Monday, January 13, 2014

Mailbox zen for beginners

Why I never check my mailbox on Saturday.

The humble mailbox at the house, down the driveway, at the nearest intersection, is a gateway to the world. It is the physical location where many things and events enter our private world and generate the whole gamut of feelings from effervescent joy to dark anger.

The Christmas cards, birthday greetings, letters bearing bad family news, demands for money, even death and destruction, the mailbox silently accepts them.

It took the blogster a decade or so to drop one of the traditional mailbox routines: check the mailbox every day Monday through Saturday.

No more Saturday mailbox checks for the blogster.

Saturday mail, like the rest of the week's, can be good news or bad news, or junk mail. Forget the junk mail. Good news are cool, now what about bad news?

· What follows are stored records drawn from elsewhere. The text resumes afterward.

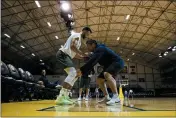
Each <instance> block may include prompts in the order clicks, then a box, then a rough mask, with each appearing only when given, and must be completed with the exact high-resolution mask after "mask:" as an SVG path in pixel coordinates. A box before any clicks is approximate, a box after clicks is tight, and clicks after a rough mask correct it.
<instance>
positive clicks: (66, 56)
mask: <svg viewBox="0 0 176 118" xmlns="http://www.w3.org/2000/svg"><path fill="white" fill-rule="evenodd" d="M56 59H57V62H59V63H60V64H62V65H63V66H64V68H65V69H64V70H65V71H66V73H67V74H68V76H67V77H66V79H65V80H64V83H63V85H62V86H63V87H62V89H61V90H60V94H59V96H58V97H57V99H56V104H73V102H72V101H70V100H69V97H68V95H69V91H70V88H71V87H72V86H73V80H74V79H75V77H76V75H77V73H76V69H75V68H74V64H73V62H72V60H71V58H70V57H69V56H68V55H66V54H65V53H63V52H62V51H58V52H57V54H56Z"/></svg>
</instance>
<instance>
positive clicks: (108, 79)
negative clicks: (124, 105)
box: [104, 62, 123, 105]
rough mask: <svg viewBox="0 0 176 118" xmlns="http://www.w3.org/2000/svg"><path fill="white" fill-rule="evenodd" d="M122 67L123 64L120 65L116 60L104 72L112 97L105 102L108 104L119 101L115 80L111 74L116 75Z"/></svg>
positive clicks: (116, 87) (122, 66)
mask: <svg viewBox="0 0 176 118" xmlns="http://www.w3.org/2000/svg"><path fill="white" fill-rule="evenodd" d="M122 68H123V66H121V65H120V64H119V63H118V62H114V63H112V64H111V65H110V66H109V67H108V68H107V69H106V70H105V72H104V77H105V79H106V80H107V83H108V85H109V87H110V89H111V91H112V93H113V97H112V99H111V100H110V101H109V102H107V103H106V104H108V105H111V104H114V103H116V102H120V99H119V96H118V92H117V86H116V80H115V79H114V77H113V75H114V76H116V75H117V73H118V72H119V71H120V70H121V69H122Z"/></svg>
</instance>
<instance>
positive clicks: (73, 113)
mask: <svg viewBox="0 0 176 118" xmlns="http://www.w3.org/2000/svg"><path fill="white" fill-rule="evenodd" d="M2 116H147V117H149V116H157V117H159V116H160V117H161V116H163V117H166V116H168V117H173V116H176V111H140V112H50V111H44V112H43V111H38V112H37V111H35V112H30V113H29V112H28V113H27V112H24V113H19V114H9V113H7V114H6V113H2Z"/></svg>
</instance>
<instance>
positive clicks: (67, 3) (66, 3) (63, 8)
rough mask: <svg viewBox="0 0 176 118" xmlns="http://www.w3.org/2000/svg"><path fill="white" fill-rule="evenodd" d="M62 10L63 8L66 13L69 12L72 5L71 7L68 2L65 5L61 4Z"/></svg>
mask: <svg viewBox="0 0 176 118" xmlns="http://www.w3.org/2000/svg"><path fill="white" fill-rule="evenodd" d="M61 8H62V10H64V11H68V10H69V9H70V5H69V4H68V3H67V2H63V3H62V4H61Z"/></svg>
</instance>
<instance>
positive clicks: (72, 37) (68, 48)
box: [59, 33, 81, 58]
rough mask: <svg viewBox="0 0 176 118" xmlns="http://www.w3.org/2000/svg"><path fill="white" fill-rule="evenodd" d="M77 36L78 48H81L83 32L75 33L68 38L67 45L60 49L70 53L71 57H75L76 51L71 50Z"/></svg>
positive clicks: (76, 44) (75, 54)
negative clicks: (71, 46)
mask: <svg viewBox="0 0 176 118" xmlns="http://www.w3.org/2000/svg"><path fill="white" fill-rule="evenodd" d="M76 38H78V40H76V41H75V44H76V48H77V49H79V48H80V47H81V33H74V34H72V35H71V36H70V37H69V38H68V40H67V41H66V43H65V45H64V46H61V48H60V49H59V50H61V51H62V52H64V53H66V54H68V55H69V56H70V57H71V58H74V57H75V55H76V53H75V52H74V51H72V50H71V43H72V41H74V40H75V39H76Z"/></svg>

To a person with a deep sense of doing the right thing and fixing problems as soon as they pop up, bad news mail on Saturday can be a health hazard. And I am not talking about the Unabomber's letter bombs at all.

Take an incorrect payment demand with a penalty for example.

You find it in the mailbox on Saturday morning and read it, unaware of what's in store.

Contact phone numbers and an email address are good for exactly one thing on a Saturday and on Sunday: nothing.

If you receive a government nastygram on Saturday, you know full well nobody is there to take your call, to fix the problem or to insult you for daring to call them at work.

If it is from a company, even one that has stores open 24/7, you would do well to remember that accountants generally do not work on the weekend either.

So, ignore the mailbox on Saturday, and over time you will feel wonderful, really.

The blogster is well aware that the trend goes in exactly the opposite direction, at least in the U.S., with Amazon gunning for Sunday delivery of stuff.

Me, I will continue to practice mailbox zen on Saturday.

[Update 8/23/2017] There is such a thing as mail phobia, ZEIT ONLINE says in an article today. It describes a perfectly normal person hiding her mail, wishing it would go away.